Ein Tag wie jeder andere – oder doch nicht? Schon am Morgen, beim ersten Pferd, schien sich ein altbekanntes Thema wie ein Schatten über die Arbeit zu legen: Hufrehe. Es war fast schon vorhersehbar, wenn man die Zahlen bedenkt, die er gestern gelesen hatte. Jedes fünfte Pferd, so hieß es, erleidet im Laufe seines Lebens eine Hufrehe. Und in neunzig Prozent der Fälle steckt eine hormonelle Erkrankung dahinter. Er hatte es nicht nachgerechnet, aber die Statistik schien sich in seiner täglichen Arbeit zu bestätigen. Vielleicht nicht bei zwanzig Prozent seiner Kundenpferde, aber zehn Prozent? Das klang realistisch.

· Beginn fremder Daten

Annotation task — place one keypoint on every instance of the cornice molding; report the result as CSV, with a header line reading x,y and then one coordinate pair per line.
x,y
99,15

Am ersten Stall des Tages erinnerte ihn ein neues, junges Pferd an ein anderes, längst verstorbenes Tier. Auch dieses hatte einst mit Hufrehe zu kämpfen gehabt, bevor es schließlich aus Altersgründen ging. Das neue Pferd hingegen? Gesund, vital, fast schon eine Rarität in einer Welt, in der gefühlt jedes zweite Pferd irgendeine Baustelle hat.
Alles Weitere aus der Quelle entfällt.